Au lieu de laisser des traces de brûlures, les flammes révélèrent sur les parois des textes et des dessins, jusque là invisibles.

— L’histoire d’Ys…, dit Everly d’une voix émerveillée.

Elle n’avait pas besoin de connaître la langue pour le déduire, les dessins parlaient d’eux-mêmes. Le thème des vagues qui engloutissaient la cité apparaissait à de nombreuses reprises. Les créatures qu’elles avaient précédemment combattues également.

— Impressionnant…

— En effet, Yuna… Cependant, même si c’est endroit est juste fou, avant que tu ne manques d’air à nouveau, il serait bon d’écourter la visite, non ?

Akemi était à présent très soucieuse du temps qui passait. Pour sa part, Maëwenn s’approcha d’un des murs et trembla d’excitation.

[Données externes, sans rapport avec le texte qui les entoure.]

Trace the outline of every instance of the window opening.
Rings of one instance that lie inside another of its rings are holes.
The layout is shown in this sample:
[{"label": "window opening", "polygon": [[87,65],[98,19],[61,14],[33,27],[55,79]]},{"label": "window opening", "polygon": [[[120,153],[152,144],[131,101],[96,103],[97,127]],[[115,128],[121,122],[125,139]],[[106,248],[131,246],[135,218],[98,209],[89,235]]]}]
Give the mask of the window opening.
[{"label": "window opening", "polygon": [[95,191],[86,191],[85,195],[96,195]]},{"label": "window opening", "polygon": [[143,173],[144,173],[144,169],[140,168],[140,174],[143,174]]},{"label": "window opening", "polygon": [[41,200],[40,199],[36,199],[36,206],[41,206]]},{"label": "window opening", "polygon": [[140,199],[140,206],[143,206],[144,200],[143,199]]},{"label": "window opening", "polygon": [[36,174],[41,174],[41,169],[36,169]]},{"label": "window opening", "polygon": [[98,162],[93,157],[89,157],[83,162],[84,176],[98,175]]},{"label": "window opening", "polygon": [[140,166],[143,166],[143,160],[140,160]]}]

— J’ar… j’arrive à les lire !

Les trois autres filles se jetèrent des regards interdits. À l’opposé, elles ne comprenaient rien à part les dessins et encore, les proportions étaient particulières, plus représentatives que ce qu’elles connaissaient, elles ne reconnaissaient pas tout.

— Je… je ne comprends plus rien, dit Akemi. Il y a trop de choses incompréhensibles autour de nous… Les Anciens n’étaient pas sur notre monde avant l’Invasion, non ? Pourquoi sont-ils représentés sur ces murs ? Puis, pourquoi Maëwenn arrive à ouvrir les portes et lire ces écritures inconnues ?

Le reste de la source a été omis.